An article in yesterday's Christchurch Press on widespread prescription of placebos to patients reinforced the value of being an informed adult who does not reach for the doctor for every sore throat. I found the assumption that precribing antibiotics was a 'harmless' placebo quite chilling. The importance of good gut flora, the problems of candida in the body, have been the subject of much of my health reading over the last 6-7 years. The way in which elements of the medical profession rides roughshod over a person's holistic health strikes me as not so very different from those of the big bankers on Wall Street and in London's 'City'.

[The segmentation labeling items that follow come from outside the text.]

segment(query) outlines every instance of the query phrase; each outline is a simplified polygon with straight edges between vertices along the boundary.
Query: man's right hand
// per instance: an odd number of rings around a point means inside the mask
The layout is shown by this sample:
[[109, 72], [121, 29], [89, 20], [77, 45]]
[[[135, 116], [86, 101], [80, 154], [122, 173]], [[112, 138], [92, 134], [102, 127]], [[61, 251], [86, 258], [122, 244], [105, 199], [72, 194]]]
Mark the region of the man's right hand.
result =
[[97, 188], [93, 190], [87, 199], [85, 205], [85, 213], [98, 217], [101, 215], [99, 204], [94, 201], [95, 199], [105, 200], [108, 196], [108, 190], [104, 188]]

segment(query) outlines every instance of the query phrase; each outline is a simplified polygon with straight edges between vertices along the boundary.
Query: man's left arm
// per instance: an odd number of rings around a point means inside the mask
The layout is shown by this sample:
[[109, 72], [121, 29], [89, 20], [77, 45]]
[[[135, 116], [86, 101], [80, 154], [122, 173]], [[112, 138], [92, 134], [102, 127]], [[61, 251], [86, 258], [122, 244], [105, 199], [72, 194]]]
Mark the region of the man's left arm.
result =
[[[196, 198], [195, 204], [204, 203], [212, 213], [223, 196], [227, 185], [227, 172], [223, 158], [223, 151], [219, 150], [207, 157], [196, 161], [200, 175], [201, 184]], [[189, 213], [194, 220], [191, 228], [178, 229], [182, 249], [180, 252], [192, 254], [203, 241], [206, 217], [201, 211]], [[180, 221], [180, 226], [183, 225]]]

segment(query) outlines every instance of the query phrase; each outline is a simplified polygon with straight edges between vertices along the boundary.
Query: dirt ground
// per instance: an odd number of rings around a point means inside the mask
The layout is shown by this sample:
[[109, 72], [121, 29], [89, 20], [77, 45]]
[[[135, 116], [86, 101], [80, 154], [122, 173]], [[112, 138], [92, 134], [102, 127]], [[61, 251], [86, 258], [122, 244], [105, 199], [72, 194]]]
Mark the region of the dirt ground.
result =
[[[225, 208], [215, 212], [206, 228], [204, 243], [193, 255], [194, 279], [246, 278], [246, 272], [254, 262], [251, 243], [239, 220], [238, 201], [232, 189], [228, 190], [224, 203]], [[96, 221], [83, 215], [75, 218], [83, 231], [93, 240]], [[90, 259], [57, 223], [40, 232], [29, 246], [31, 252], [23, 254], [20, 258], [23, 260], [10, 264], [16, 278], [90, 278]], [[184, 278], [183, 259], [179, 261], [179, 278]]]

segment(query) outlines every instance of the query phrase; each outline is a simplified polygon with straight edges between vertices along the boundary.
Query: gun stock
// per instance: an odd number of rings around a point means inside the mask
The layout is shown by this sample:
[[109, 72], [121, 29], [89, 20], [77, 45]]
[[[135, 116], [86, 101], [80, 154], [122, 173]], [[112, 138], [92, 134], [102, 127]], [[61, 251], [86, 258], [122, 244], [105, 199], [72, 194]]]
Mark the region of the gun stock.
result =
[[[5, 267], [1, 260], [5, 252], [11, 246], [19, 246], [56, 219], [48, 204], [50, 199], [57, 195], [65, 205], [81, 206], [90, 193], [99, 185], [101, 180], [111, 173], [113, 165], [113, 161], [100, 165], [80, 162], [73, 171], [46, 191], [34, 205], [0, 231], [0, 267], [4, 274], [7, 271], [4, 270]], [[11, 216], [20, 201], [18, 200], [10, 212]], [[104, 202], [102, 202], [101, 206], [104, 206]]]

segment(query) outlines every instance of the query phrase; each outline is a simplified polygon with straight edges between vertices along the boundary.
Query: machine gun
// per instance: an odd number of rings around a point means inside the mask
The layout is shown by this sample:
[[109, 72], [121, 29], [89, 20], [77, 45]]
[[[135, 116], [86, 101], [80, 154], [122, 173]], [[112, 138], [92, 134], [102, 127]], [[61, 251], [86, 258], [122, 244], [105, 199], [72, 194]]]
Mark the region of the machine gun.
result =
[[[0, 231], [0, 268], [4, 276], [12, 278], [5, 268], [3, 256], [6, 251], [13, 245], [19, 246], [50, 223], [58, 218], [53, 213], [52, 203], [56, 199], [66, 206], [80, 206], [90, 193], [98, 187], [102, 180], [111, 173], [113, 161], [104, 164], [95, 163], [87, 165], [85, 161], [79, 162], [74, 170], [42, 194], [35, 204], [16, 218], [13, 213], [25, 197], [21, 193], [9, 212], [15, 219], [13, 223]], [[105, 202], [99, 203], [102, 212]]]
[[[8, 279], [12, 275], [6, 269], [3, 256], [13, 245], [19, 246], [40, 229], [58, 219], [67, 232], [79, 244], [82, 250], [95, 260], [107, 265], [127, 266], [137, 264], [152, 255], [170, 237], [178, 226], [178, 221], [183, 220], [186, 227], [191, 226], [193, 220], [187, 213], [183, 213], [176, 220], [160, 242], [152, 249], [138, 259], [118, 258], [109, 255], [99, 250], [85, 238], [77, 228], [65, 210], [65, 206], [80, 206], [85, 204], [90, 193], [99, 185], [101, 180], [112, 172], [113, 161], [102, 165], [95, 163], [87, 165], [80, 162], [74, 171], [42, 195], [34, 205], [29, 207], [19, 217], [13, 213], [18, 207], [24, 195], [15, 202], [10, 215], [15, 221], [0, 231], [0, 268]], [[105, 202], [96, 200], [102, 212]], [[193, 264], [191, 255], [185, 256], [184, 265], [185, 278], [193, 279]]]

The best thing anyone with a tiny piece of outside space can do in these tightened times (oh boy do I disbelieve the idea thrown out by the big guys that the recession tide is turning - they just want to get us spending again for their benefit, not our own), is to grow some garlic.


Sharonnz said…
I'm reminded of that ol' mantra "The personal is political";-)
Corrine said…
Oh wow I wish I could get going with the garlic...My garden is frozen solid.
I have a great recipe for elderberry syrup cough mixture if you want it. Makes a fantastic cold and flu remedy, and doesn't taste too bad either.
Sharon, yup. Cliche but very accurate.

Corrine I would love the elderberry syrup cough mixture recipe please. What things grow well at your place? I remember travelling to Central Otago, Becks on the way to St Bathans, in mid winter and seeing my first hoar (sp?) frost. So very beautiful.
Corrine said…
I've just posted it on my blog. It is very adaptable...add or subtract what ever you want. I found the Modern Herbal online as well so you can read about the herbs as well. Very handy.